DESCRIPTION (provided by applicant): Circadian regulation of immune system function is poorly understood but has significant impact on human health. Many measures of immune system function, such as baseline levels of the cytokines TNF and IFN-gamma, vary with time of day. Loss of circadian regulation is also associated with poor immune system function and susceptibility to infection. We have established a system to study circadian-regulated immune function in Drosophila. We found that flies infected at different times of day with S. pneumoniae die with different survival rates and that this is due to the effects of circadian regulatory protens. We further identified a specific immune response that is circadian-regulated: phagocytosis of bacteria. Though the cell biology of phagocytosis is well studied in unicellular organisms and in cultured cells, the molecular regulation of phagocytosis in multicellular organisms is less clear. Similarly, though much is known about circadian regulation, the major focus has been on molecular mechanisms and circadian regulatory neurons (pacemaker neurons)-not on effectors tissues. We need to understand the circadian regulation of relevant effectors tissues to translate these discoveries into medical practice. In preliminary data, we found that inhibition of the circadian regulator Clock in either pacemaker neurons or phagocytic immune cells increases resistance to infection by S. pneumoniae. We hypothesize that pacemaker neurons regulate the circadian rhythms of phagocytic immune cells, dictating the oscillation of Clock activity in those cells as well as phagocytic activity. In this proposal, we will test this hypothesis in three ways: we will identify cellular mechanisms underlying circadian-regulated phagocytosis (Aim 1); we will also examine how cell-autonomous circadian regulators control phagocyte function (Aim 2) and how pacemaker neurons non cell-autonomously regulate phagocyte function (Aim 3). Thus the proposed experiments will analyze circadian regulation of immune system function on molecular, cellular, and systemic levels. Because of the high evolutionary conservation of both innate immunity and circadian biology, defining the molecular mechanisms in Drosophila will provide insight into ways to improve human innate immune system function.

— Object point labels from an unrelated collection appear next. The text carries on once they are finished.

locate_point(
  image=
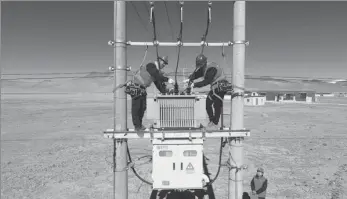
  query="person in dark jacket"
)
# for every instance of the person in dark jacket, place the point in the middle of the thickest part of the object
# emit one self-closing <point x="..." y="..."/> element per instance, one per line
<point x="214" y="76"/>
<point x="259" y="184"/>
<point x="143" y="79"/>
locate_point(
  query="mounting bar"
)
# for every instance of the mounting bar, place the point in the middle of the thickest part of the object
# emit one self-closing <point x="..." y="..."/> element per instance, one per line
<point x="131" y="43"/>
<point x="109" y="133"/>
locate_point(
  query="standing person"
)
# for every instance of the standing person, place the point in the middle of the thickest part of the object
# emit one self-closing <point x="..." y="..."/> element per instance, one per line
<point x="259" y="184"/>
<point x="137" y="88"/>
<point x="214" y="75"/>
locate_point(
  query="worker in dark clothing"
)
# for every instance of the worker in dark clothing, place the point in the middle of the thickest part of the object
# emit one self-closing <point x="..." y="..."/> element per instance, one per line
<point x="259" y="184"/>
<point x="137" y="88"/>
<point x="214" y="76"/>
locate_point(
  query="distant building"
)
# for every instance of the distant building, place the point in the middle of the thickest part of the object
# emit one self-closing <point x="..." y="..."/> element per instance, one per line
<point x="325" y="95"/>
<point x="254" y="99"/>
<point x="289" y="96"/>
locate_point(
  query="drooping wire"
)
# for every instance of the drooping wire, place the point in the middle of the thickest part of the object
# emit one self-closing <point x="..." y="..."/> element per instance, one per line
<point x="152" y="20"/>
<point x="203" y="39"/>
<point x="168" y="18"/>
<point x="179" y="40"/>
<point x="134" y="170"/>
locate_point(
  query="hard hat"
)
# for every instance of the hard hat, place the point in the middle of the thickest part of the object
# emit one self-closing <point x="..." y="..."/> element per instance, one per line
<point x="165" y="59"/>
<point x="200" y="60"/>
<point x="260" y="170"/>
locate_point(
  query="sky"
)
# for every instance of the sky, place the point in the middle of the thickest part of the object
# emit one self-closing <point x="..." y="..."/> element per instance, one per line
<point x="294" y="39"/>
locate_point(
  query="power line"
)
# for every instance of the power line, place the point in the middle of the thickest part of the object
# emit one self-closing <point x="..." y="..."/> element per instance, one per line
<point x="257" y="138"/>
<point x="139" y="16"/>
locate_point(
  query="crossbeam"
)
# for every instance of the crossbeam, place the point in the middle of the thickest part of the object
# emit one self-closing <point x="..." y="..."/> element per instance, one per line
<point x="110" y="133"/>
<point x="187" y="44"/>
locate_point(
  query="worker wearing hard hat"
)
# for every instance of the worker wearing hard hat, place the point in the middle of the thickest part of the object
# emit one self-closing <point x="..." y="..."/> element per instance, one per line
<point x="143" y="79"/>
<point x="259" y="184"/>
<point x="213" y="75"/>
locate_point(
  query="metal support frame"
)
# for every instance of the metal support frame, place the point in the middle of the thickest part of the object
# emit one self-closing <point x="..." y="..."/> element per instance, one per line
<point x="235" y="180"/>
<point x="175" y="134"/>
<point x="120" y="101"/>
<point x="187" y="44"/>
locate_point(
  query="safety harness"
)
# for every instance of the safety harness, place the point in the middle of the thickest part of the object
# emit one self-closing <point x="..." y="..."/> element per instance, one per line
<point x="135" y="90"/>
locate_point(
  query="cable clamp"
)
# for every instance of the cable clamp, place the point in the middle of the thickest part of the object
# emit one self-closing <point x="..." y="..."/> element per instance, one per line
<point x="241" y="42"/>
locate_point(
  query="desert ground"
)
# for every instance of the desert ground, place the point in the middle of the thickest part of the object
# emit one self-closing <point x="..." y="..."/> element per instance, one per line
<point x="52" y="146"/>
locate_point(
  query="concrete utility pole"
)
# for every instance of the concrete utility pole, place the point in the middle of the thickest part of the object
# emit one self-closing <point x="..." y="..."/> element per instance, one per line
<point x="120" y="100"/>
<point x="235" y="144"/>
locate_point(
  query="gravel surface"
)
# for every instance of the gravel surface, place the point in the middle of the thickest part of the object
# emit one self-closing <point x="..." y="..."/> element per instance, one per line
<point x="52" y="147"/>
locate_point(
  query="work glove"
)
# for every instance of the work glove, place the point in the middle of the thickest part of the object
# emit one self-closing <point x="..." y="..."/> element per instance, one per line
<point x="171" y="81"/>
<point x="186" y="81"/>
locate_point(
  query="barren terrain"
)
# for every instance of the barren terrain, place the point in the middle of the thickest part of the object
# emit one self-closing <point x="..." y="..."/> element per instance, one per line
<point x="52" y="147"/>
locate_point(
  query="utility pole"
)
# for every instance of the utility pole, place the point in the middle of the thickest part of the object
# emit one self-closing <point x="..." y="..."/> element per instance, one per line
<point x="235" y="190"/>
<point x="120" y="100"/>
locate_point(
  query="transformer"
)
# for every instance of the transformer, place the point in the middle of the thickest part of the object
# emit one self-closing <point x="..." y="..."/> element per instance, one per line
<point x="178" y="164"/>
<point x="177" y="111"/>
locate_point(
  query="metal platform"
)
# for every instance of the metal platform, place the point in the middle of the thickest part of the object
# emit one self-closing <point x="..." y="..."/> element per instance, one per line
<point x="164" y="134"/>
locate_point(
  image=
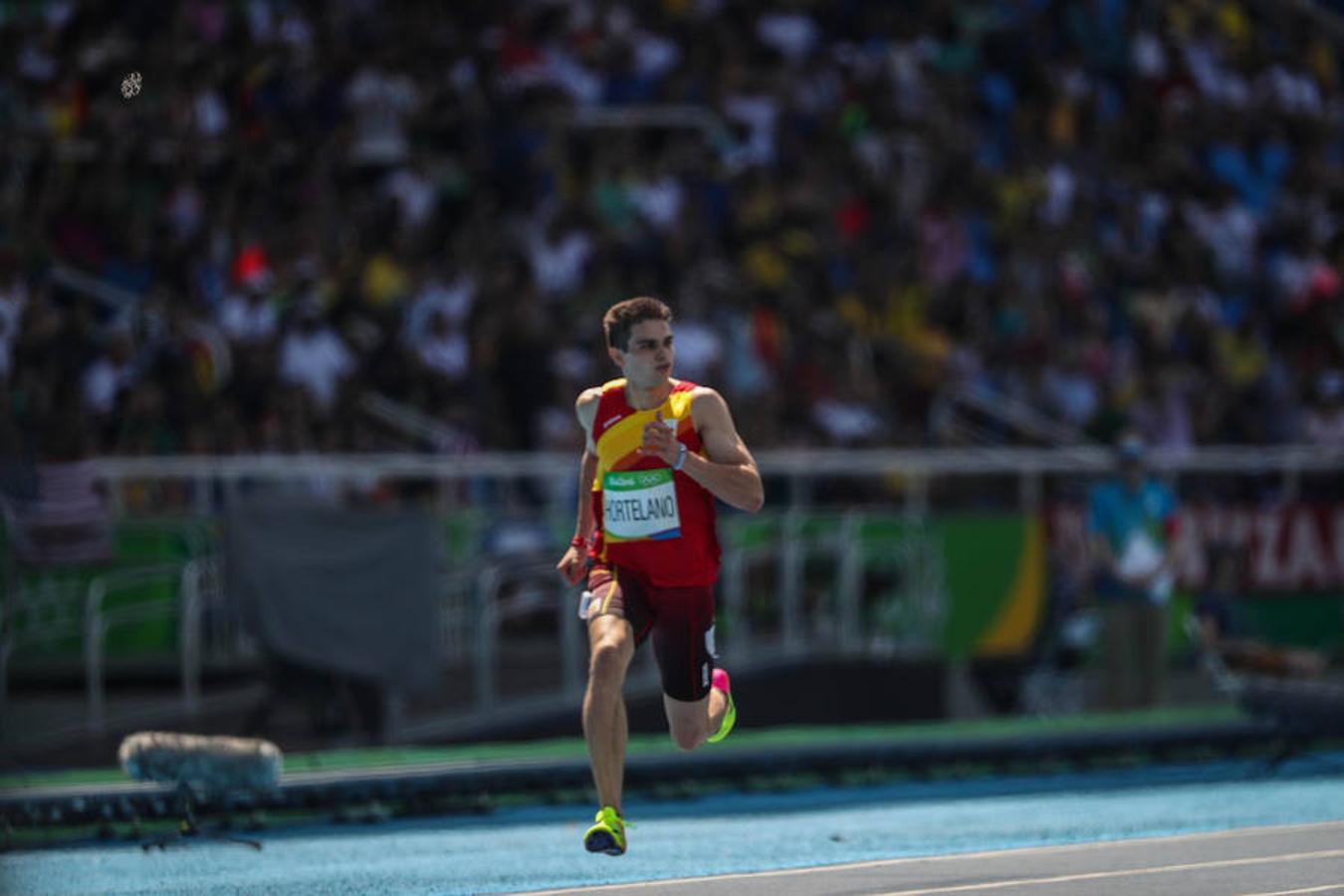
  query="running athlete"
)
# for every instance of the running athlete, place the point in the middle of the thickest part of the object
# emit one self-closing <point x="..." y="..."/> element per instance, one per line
<point x="657" y="453"/>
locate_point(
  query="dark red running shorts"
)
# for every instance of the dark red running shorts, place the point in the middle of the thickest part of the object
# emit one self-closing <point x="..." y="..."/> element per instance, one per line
<point x="680" y="621"/>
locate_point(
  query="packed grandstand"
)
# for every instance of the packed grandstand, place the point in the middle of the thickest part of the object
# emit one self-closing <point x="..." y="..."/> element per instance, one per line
<point x="866" y="216"/>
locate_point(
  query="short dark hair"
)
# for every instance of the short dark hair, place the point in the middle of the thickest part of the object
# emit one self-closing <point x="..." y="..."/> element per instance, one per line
<point x="621" y="319"/>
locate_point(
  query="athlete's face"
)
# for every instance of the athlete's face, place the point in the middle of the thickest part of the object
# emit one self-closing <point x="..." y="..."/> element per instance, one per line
<point x="648" y="357"/>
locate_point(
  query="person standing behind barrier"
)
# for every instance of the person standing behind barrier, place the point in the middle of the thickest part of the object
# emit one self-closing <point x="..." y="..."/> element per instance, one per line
<point x="1132" y="520"/>
<point x="657" y="453"/>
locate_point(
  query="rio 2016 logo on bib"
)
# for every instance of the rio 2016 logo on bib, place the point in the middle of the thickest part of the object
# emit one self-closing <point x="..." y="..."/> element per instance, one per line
<point x="640" y="504"/>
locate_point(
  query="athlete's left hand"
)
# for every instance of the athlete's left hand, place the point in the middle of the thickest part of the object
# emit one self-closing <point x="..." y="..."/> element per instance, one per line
<point x="659" y="441"/>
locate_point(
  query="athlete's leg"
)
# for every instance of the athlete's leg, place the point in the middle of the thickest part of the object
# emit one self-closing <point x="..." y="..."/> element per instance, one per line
<point x="691" y="723"/>
<point x="683" y="641"/>
<point x="605" y="729"/>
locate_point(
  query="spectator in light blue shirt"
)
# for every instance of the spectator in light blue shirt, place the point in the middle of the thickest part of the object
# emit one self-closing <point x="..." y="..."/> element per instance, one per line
<point x="1132" y="520"/>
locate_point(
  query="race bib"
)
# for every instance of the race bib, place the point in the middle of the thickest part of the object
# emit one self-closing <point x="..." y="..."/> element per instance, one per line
<point x="640" y="504"/>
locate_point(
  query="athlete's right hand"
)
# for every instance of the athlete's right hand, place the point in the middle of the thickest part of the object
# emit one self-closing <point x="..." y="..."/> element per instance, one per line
<point x="572" y="564"/>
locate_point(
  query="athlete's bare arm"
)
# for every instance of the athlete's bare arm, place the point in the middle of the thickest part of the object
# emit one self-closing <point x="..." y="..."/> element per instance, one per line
<point x="728" y="470"/>
<point x="574" y="563"/>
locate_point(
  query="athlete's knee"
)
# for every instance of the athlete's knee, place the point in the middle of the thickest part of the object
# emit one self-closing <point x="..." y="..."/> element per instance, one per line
<point x="607" y="660"/>
<point x="688" y="737"/>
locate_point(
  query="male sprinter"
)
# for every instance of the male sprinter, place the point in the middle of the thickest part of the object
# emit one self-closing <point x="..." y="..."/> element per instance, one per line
<point x="657" y="453"/>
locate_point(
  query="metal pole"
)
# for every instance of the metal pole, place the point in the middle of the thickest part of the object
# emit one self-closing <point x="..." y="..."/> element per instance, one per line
<point x="487" y="634"/>
<point x="849" y="580"/>
<point x="95" y="630"/>
<point x="790" y="581"/>
<point x="188" y="637"/>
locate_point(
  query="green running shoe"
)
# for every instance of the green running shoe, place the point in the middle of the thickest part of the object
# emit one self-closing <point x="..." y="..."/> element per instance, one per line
<point x="607" y="834"/>
<point x="730" y="716"/>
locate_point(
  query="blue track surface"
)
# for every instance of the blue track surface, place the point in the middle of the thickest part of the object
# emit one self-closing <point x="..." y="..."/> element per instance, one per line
<point x="540" y="848"/>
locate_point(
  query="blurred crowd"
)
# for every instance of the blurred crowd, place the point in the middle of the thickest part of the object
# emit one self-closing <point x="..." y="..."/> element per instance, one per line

描述(申请人提供)：免疫系统功能的昼夜节律调节知之甚少，但对人类健康有重大影响。免疫系统功能的许多指标，如细胞因子肿瘤坏死因子和干扰素-γ的基线水平，都会随着一天中的不同时间而变化。昼夜节律的丧失也与免疫系统功能差和感染易感性有关。我们已经建立了一个系统来研究果蝇的昼夜节律免疫功能。我们发现，感染肺炎链球菌的苍蝇在一天中的不同时间段死亡的存活率不同，这是由于昼夜节律蛋白的影响。我们进一步确定了一种受昼夜节律调节的特定免疫反应：细菌的吞噬作用。虽然吞噬作用的细胞生物学在单细胞生物体和培养细胞中已经得到了很好的研究，但多细胞生物体中吞噬作用的分子调控还不是很清楚。同样，尽管人们对昼夜节律的了解很多，但主要关注的是分子机制和昼夜节律神经元(起搏器神经元)--而不是效应器组织。我们需要了解相关效应组织的昼夜节律，才能将这些发现转化为医学实践。在初步数据中，我们发现，抑制起搏神经元或吞噬细胞免疫细胞的昼夜节律时钟可以增加对肺炎链球菌感染的抵抗力。我们假设，起搏器神经元调节吞噬免疫细胞的昼夜节律，决定这些细胞的时钟活动以及吞噬活动的振荡。在本提案中，我们将通过三种方式检验这一假设： 我们将确定昼夜节律调节吞噬作用的细胞机制(目标1)；我们还将研究细胞自主昼夜节律调节器如何控制吞噬细胞功能(目标2)以及起搏神经元非细胞自主调节吞噬细胞功能(目标3)。因此，拟议的实验将在分子、细胞和系统水平上分析免疫系统功能的昼夜调节。由于先天免疫和昼夜节律生物学的高度进化保守性，阐明果蝇的分子机制将有助于深入了解如何改善人类先天免疫系统的功能。